Comparison with Direct API Keys
| Aspect | Direct API Key | Creddy Proxy |
|---|---|---|
| Lifetime | Forever | Minutes to hours |
| Revocation | Manual in Console | Instant via CLI |
| Key exposure | Agents see real key | Agents see crd_xxx only |
| Audit | Check Console | Full trail in Creddy |
| Agent compromise | Full API access | Limited window + revoke |
Troubleshooting
”401 Unauthorized” from proxy
Check token validity:
# Is the token format correct?
echo $ANTHROPIC_AUTH_TOKEN # Should be crd_xxx
# Is it expired?
creddy active # Shows active tokens with expiry“502 Bad Gateway”
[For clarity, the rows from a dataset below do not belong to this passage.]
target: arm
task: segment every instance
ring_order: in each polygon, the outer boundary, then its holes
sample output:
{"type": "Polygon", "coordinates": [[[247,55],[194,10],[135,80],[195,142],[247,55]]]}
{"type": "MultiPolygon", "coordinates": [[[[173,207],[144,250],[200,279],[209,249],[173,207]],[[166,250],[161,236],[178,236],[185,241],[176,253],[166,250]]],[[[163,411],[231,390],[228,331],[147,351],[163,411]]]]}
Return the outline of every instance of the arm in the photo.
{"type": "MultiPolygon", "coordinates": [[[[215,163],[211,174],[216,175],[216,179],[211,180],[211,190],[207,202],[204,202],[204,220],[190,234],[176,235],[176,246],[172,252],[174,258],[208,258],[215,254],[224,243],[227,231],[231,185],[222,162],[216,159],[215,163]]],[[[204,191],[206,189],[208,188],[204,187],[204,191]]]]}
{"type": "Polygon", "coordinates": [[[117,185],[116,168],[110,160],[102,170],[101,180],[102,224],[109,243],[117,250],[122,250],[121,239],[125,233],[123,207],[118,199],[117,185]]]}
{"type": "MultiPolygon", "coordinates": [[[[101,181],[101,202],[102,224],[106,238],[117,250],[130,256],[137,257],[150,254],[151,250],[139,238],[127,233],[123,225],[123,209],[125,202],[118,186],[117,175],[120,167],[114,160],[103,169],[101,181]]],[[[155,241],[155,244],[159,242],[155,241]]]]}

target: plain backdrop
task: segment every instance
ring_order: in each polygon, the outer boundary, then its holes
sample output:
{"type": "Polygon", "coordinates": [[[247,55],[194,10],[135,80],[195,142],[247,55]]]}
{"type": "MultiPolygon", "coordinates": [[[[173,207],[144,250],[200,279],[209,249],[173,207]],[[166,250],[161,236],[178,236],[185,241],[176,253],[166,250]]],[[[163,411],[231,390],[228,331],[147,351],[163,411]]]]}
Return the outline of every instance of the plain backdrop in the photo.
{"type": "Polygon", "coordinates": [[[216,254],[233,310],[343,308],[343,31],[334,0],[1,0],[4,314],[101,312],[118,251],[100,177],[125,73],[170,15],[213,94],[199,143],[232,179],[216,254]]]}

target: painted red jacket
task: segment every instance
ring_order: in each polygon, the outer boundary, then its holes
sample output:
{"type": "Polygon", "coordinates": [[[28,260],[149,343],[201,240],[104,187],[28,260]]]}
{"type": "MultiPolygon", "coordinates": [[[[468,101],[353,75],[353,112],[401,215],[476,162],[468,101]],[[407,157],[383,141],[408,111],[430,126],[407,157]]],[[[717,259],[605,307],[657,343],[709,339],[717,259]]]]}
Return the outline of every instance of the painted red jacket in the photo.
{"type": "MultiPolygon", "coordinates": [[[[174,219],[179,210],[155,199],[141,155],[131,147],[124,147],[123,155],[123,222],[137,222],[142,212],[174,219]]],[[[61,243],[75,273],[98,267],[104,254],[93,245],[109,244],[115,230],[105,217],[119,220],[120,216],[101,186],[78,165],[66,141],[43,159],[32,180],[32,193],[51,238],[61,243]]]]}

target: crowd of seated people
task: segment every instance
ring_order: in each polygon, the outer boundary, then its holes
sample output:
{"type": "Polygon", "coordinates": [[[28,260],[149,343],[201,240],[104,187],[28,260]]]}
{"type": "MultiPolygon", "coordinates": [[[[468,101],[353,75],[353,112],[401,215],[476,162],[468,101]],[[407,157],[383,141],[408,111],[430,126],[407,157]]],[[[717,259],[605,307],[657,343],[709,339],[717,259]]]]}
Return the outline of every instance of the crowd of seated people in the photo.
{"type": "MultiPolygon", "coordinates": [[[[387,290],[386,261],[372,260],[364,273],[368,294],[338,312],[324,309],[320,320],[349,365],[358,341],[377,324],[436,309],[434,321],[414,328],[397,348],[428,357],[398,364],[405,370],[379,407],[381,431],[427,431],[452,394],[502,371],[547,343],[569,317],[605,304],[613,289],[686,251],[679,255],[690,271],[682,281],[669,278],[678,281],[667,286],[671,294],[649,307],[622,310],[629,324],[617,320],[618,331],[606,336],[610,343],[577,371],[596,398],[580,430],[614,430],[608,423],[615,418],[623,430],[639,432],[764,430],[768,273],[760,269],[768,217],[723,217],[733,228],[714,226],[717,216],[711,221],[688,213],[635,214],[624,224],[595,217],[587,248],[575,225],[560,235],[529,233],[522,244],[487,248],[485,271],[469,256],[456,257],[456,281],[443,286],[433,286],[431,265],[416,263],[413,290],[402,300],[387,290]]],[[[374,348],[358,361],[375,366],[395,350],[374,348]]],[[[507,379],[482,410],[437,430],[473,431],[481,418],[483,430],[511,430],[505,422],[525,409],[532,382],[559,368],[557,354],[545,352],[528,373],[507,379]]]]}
The Anthropic plugin proxy isn’t reachable. Check:
creddy backend status anthropicStreaming not working
Ensure your HTTP client supports SSE and doesn’t buffer responses. The proxy passes through Transfer-Encoding: chunked and Content-Type: text/event-stream correctly.
Rate limits
Rate limits apply to your underlying Anthropic API key. If you hit limits, all agents using that key are affected. Consider using separate Anthropic accounts for different environments.